Measure 75: No

It hasn't received much attention in this part of the state, but all Oregon residents will weigh in on a proposed casino in the Portland area when they cast their ballots in the Nov. 2 general election. For a number of reasons, we think the safest bet is to vote no.

As written, Ballot Measure 75 would allow a single non-tribal casino on a specified piece of property in Wood Village — the Multnomah County Kennel Club, a former dog-racing establishment. In effect, that means only the measure's chief petitioners — two Portland-area developers who have lined up investors — would be allowed to build and operate a casino.

The petitioners, Bruce Studer and Matthew Rossman, argue their casino would be a good thing for Oregon, creating thousands of jobs constructing and operating it. In addition, the measure specifies the casino would pay 25 percent of its gross gambling revenues to the state. Half of that estimated $147 million annually would go to Oregon public schools, 30 percent to Oregon counties and smaller shares to Wood Village and surrounding cities, the Oregon State Police and the Problem Gambling Treatment Fund. All that is in addition to taxes that would be generated by the casino and its employees.

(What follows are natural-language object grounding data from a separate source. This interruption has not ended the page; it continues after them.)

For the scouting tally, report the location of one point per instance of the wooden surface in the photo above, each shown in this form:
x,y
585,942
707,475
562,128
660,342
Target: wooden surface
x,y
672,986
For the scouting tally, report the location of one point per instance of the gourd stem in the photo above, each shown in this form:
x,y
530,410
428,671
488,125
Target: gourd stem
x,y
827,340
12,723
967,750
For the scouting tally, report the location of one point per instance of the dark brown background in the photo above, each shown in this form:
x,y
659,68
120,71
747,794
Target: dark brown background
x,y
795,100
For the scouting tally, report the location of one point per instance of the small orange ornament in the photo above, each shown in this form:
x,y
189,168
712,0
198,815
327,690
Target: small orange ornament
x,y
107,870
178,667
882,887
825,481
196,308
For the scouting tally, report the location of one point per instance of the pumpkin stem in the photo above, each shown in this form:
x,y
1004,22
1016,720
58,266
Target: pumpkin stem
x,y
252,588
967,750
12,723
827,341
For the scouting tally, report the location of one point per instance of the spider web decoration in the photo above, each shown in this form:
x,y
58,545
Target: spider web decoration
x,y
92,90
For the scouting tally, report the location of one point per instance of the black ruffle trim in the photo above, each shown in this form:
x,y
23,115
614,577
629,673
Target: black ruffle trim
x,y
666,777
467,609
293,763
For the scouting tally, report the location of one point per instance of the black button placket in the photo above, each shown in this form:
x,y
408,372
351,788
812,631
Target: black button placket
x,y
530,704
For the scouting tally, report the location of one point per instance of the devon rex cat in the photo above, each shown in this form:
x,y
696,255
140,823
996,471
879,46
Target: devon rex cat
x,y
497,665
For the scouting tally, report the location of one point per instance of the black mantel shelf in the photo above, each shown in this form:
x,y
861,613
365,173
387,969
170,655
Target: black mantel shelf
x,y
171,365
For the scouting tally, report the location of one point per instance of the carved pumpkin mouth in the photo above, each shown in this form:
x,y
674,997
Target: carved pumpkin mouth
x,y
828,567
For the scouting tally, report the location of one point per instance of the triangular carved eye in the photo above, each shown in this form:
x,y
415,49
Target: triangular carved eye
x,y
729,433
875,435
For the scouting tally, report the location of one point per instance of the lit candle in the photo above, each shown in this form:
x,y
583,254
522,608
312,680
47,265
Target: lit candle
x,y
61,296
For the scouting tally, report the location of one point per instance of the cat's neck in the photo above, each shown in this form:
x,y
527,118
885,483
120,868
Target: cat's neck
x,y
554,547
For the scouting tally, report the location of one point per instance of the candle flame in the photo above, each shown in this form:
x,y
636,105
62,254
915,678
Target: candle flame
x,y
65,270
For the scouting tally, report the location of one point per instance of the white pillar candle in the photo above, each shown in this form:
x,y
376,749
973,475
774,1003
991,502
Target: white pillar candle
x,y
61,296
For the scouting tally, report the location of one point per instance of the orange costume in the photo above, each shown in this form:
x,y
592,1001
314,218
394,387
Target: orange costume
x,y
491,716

Sounds great — but state financial analysts say Oregon Lottery retailers in the area of the new casino would lose money as a result. The casino's payments to schools would amount to no more than 2 percent of state spending on education. And lottery proceeds that go to schools could be reduced if lottery proceeds decline.

Beyond the financial considerations, there is a huge legal question hanging over this measure. The Oregon Constitution says specifically that "The Legislative Assembly has no power to authorize, and shall prohibit, casinos from operation in the State of Oregon" (emphasis ours).

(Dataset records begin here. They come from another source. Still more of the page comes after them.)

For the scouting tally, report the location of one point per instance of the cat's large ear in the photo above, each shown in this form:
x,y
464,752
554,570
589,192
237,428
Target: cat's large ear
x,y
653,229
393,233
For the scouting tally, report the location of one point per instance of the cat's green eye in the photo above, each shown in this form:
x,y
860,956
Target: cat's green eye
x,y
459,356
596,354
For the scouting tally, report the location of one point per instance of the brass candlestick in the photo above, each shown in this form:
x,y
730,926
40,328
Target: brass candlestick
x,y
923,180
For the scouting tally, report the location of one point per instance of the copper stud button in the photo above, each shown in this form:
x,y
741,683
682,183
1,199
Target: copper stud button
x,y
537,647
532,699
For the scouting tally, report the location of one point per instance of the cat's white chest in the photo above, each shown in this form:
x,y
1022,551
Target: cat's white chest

Studer and Rossman attempted to qualify a second measure for the ballot that would have amended the Constitution to allow their casino. It failed to get enough signatures.

No problem, the petitioners say now. Their attorney, former legislative counsel Greg Chaimov, says the Legislature may not allow a casino, but the voters can. Chaimov points to other language in the Constitution giving the people the right to enact laws independent of the Legislature. Other lawyers, surprisingly enough, disagree.

Then there's the little matter of Article I, Section 20 of the Oregon Constitution, which says, "No law shall be passed granting to any citizen or class of citizens privileges, or immunities, which, upon the same terms, shall not equally belong to all citizens."

Measure 75 clearly grants Studer and Rossman, and no one else, the privilege to operate a commercial, non-tribal casino in Oregon. If the measure passes, odds are good that opponents of the casino — and they are numerous — will immediately sue to stop it.

We won't presume to predict how the courts might decide these questions, but we'd wager a large sum that it will keep a great many lawyers busy for a long time — some of them at taxpayer expense.

Oregon has a successful state lottery and several bustling Indian casinos. Allowing even more gambling might or might not be a good thing for the state. But handing a monopoly to one casino is the wrong way to go about it.